With the science-based definitions of liberalism and conservatism in mind, here’s how I perceive the steps in the ladder from the bottom rungs of “evolved psychological mechanisms” of “fast” subconscious moral intuitions to the middle rungs of “slow” conscious reasoning of ideological principles and tenets to the top rungs of the policy prescriptions we all argue about.  Just as Maslow had a hierarchy of needs, I imagine a cognitive hierarchy of how morality works that goes something like this:

  1. Liberalism AND conservatism, both, equally, are, first and foremost, psychological profiles consisting of 1) moral matrix, and 2) cognitive style.
  2. From which follow moral intuitions; flashes of affect of like or dislike in reaction to the things we perceive in the social world around us.
  3. From which follow visions (per Sowell) of what the social world IS.
  4. From which follow visions (also per Sowell) of what the social would COULD or SHOULD be.
  5. From which follow principles (e.g. Russel Kirk’s Ten Conservative Principles)
  6. From which follow what might be called a fully-formed ideological narratives or stories.
  7. From which follows ideas, suggestions, recommendations, for public policy; including a high-level conception of the role of government and low-level conceptions of the laws, rules, and regulations necessary to realize that conception.

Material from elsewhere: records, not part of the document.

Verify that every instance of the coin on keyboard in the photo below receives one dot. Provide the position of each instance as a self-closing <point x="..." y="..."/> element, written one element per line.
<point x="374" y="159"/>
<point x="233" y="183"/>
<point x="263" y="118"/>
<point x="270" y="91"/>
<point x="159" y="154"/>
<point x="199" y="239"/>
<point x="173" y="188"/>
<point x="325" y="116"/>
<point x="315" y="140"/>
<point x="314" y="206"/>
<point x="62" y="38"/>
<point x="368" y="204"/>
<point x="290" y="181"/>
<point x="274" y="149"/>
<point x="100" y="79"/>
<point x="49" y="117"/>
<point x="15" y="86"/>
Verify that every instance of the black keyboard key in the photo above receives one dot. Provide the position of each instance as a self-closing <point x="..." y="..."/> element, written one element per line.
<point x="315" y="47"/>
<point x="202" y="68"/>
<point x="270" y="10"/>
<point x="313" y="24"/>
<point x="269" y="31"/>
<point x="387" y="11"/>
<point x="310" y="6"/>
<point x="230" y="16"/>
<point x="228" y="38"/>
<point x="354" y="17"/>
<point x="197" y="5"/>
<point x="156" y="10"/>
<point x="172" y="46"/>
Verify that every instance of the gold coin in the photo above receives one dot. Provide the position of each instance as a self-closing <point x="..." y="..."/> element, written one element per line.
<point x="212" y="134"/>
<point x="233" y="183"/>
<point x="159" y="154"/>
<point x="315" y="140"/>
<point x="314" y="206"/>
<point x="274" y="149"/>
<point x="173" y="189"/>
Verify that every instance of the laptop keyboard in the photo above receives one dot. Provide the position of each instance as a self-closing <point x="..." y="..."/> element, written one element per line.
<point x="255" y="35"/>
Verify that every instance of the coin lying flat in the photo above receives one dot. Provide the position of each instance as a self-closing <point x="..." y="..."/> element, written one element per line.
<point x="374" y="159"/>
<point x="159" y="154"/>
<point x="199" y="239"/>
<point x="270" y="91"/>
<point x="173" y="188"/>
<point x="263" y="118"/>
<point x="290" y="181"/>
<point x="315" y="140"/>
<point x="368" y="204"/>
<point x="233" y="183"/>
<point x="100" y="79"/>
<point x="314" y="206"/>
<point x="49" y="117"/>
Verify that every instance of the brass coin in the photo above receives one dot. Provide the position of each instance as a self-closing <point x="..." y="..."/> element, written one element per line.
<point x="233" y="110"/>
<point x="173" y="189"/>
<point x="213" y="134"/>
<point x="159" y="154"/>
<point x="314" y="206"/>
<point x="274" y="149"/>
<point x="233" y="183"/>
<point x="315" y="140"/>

Notice each of these operates at a different level. The first level consists of subconscious evolved psychological mechanisms of social perception, instinct, intuition, and groupishness.  Moral foundations have SEVERAL functions.

The next higher level is the instincts and intuitions themselves; the feelings of like/dislike, approach/avoid, and fight/flee we experience in response to the things we see in the social world around us.  This is the “Fast” thinking Daniel Kahneman describes in his book “Thinkng Fast and Slow.”

The next level begins the transition from subconscious “fast” intuitions to conscious “slow” reasoning about the way the world *should* be.

This is where the closed epistemic systems of formal ideologies begin to appear.

At the highest level are the laws, legislation, rules and regulations that are put into place based on, and to achieve, the ideologies, which in turn satisfy the moral intuitions, and so forth.